Di akhir pembahasan bagian ini, kita perlu mengetahui bahwa aktifitas mengingat tidak selalu dilakukan secara verbal antara orang traumatis dan kita. Untuk melakukan hal ini, kita perlu menghargai cara yang paling nyaman baginya untuk melakukan aktifitas mengingat. Ada orang yang lebih nyaman untuk berbicara secara langsung, ada orang yang lebih nyaman untuk menuliskan ingatannya, ada orang yang lebih nyaman untuk menggambar. Tentunya, bila ia mengomunikasikan dalam bahasa yang hanya dimengerti oleh dirinya sendiri, maka kita masih perlu menanyakan arti dari bahasa itu sendiri. Contohnya, seorang pemuda bercerita mengenai pengalaman traumatis atas apa yang pernah dilakukan oleh orang tuanya. Ketika saya menanyakan pikiran dan perasaannya, ia hanya menyodorkan gambar yang diwarnai dalam bukunya. Menghadapi hal ini, maka saya pun membiarkan dirinya bercerita melalui gambar dan warna tersebut. Dari sanalah saya baru dapat memahami alam pikiran dan perasaannya.

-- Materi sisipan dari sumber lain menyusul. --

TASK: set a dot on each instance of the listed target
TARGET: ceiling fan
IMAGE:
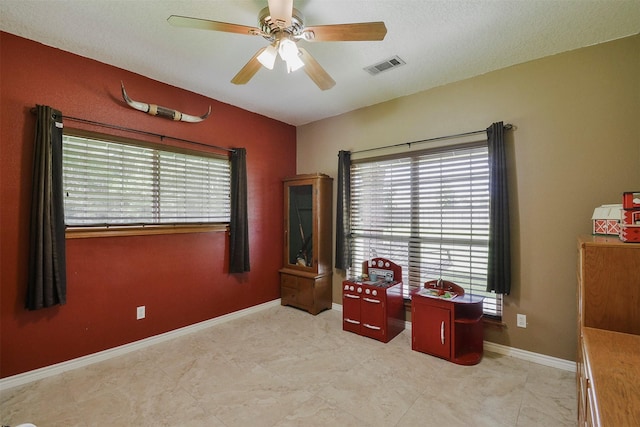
(283, 26)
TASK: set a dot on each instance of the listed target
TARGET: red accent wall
(182, 279)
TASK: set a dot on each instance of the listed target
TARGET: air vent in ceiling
(385, 65)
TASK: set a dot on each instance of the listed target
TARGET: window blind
(111, 183)
(429, 212)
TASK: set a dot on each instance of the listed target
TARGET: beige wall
(576, 145)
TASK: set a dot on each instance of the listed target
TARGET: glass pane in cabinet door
(300, 225)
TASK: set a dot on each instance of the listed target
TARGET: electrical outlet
(140, 312)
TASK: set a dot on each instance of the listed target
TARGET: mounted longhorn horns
(156, 110)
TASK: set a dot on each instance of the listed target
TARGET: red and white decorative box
(606, 219)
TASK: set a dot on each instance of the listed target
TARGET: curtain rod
(507, 126)
(144, 132)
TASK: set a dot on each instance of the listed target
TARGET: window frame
(496, 308)
(112, 230)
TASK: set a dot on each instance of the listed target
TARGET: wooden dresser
(608, 353)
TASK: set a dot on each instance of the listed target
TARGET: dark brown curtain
(343, 213)
(499, 264)
(47, 278)
(239, 223)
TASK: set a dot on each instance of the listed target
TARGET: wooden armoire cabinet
(608, 353)
(306, 275)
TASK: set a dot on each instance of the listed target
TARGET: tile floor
(284, 367)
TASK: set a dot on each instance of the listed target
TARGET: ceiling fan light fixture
(268, 56)
(290, 54)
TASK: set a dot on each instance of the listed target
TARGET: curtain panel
(239, 223)
(499, 261)
(343, 212)
(47, 277)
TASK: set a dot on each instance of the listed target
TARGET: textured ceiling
(440, 41)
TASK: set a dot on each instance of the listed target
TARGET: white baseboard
(48, 371)
(538, 358)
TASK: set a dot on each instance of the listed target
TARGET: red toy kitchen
(373, 305)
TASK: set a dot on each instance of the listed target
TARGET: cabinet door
(299, 223)
(351, 312)
(431, 329)
(373, 317)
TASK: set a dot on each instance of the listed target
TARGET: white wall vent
(385, 65)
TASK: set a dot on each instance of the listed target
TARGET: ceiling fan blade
(249, 70)
(205, 24)
(315, 71)
(281, 11)
(346, 32)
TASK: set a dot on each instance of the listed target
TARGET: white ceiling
(441, 42)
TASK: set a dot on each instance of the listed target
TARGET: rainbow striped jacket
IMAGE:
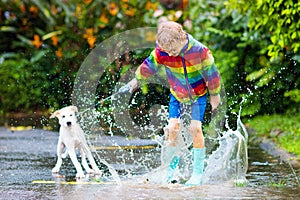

Setelah membicarakan mengenai peristiwa-peristiwa traumatis secara faktual, maka kita mulai dapat menanyakan tanggapan orang itu atas peristiwa yang terjadi. Tanggapan ini bisa dimulai dari sudut pikiran atau perasaannya. Bila kita ingin memahami tanggapannya dari sudut pikiran, maka kita dapat menanyakan hal-hal seperti: Apa yang Anda pikirkan tentang peristiwa itu, apa pandangan Anda mengenai kejadian tersebut, bagaimana Anda memahami Allah ketika peristiwa itu terjadi, lalu apa yang engkau pikirkan selanjutnya, dan seterusnya.

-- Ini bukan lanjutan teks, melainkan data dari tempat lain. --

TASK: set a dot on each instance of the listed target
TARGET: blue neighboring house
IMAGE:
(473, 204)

Selain dari sudut koginitif/pikirannya, kita juga perlu berusaha untuk memahami pengalamannya dari sudut perasaannya. Pertanyaan-pertanyaan yang menuntun pada alam perasaannya, antara lain: Apa yang engkau rasakan ketika pengalaman itu terjadi, apa yang engkau rasakan saat ini ketika pengalaman itu sudah terjadi sekian lama, bagaimana engkau mengatasi perasaan itu, dan sebagainya. Pertanyaan-pertanyaan pada tahap inilah yang seringkali membuat orang traumatis meneteskan air mata. Lalu apa yang kita lakukan ketika menghadapi ekspresi emosinya? Jawabannya hanya satu: izinkan air mata itu berbicara. Dengan kata lain, kita tidak perlu merasa risih atau memberikan tanggapan lain. Kita hanya perlu membiarkan orang tersebut melepaskan emosinya dengan rasa aman. Menanggapi hal ini, Yeo mengatakan bahwa kesedihan yang mendalam tetap bisa kembali lagi, namun kedalaman kesedihannya akan lebih berkurang.

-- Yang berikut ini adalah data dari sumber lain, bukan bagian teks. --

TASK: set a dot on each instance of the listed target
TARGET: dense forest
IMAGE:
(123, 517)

Dalam aktifitas mengingat ini, kita tentunya juga dapat mengajak orang traumatis untuk mengingat hal-hal yang positif. Contohnya, bila kita menghadapi orang traumatis akibat gelombang tsunami, maka kita dapat mengajaknya untuk mengenang masa-masa di mana ia selamat dari gelombang tersebut, atau masa di mana ia dapat menghargai kehidupan dengan lebih baik lagi.
Di akhir pembahasan bagian ini, kita perlu mengetahui bahwa aktifitas mengingat tidak selalu dilakukan secara verbal antara orang traumatis dan kita. Untuk melakukan hal ini, kita perlu menghargai cara yang paling nyaman baginya untuk melakukan aktifitas mengingat. Ada orang yang lebih nyaman untuk berbicara secara langsung, ada orang yang lebih nyaman untuk menuliskan ingatannya, ada orang yang lebih nyaman untuk menggambar. Tentunya, bila ia mengomunikasikan dalam bahasa yang hanya dimengerti oleh dirinya sendiri, maka kita masih perlu menanyakan arti dari bahasa itu sendiri. Contohnya, seorang pemuda bercerita mengenai pengalaman traumatis atas apa yang pernah dilakukan oleh orang tuanya. Ketika saya menanyakan pikiran dan perasaannya, ia hanya menyodorkan gambar yang diwarnai dalam bukunya. Menghadapi hal ini, maka saya pun membiarkan dirinya bercerita melalui gambar dan warna tersebut. Dari sanalah saya baru dapat memahami alam pikiran dan perasaannya.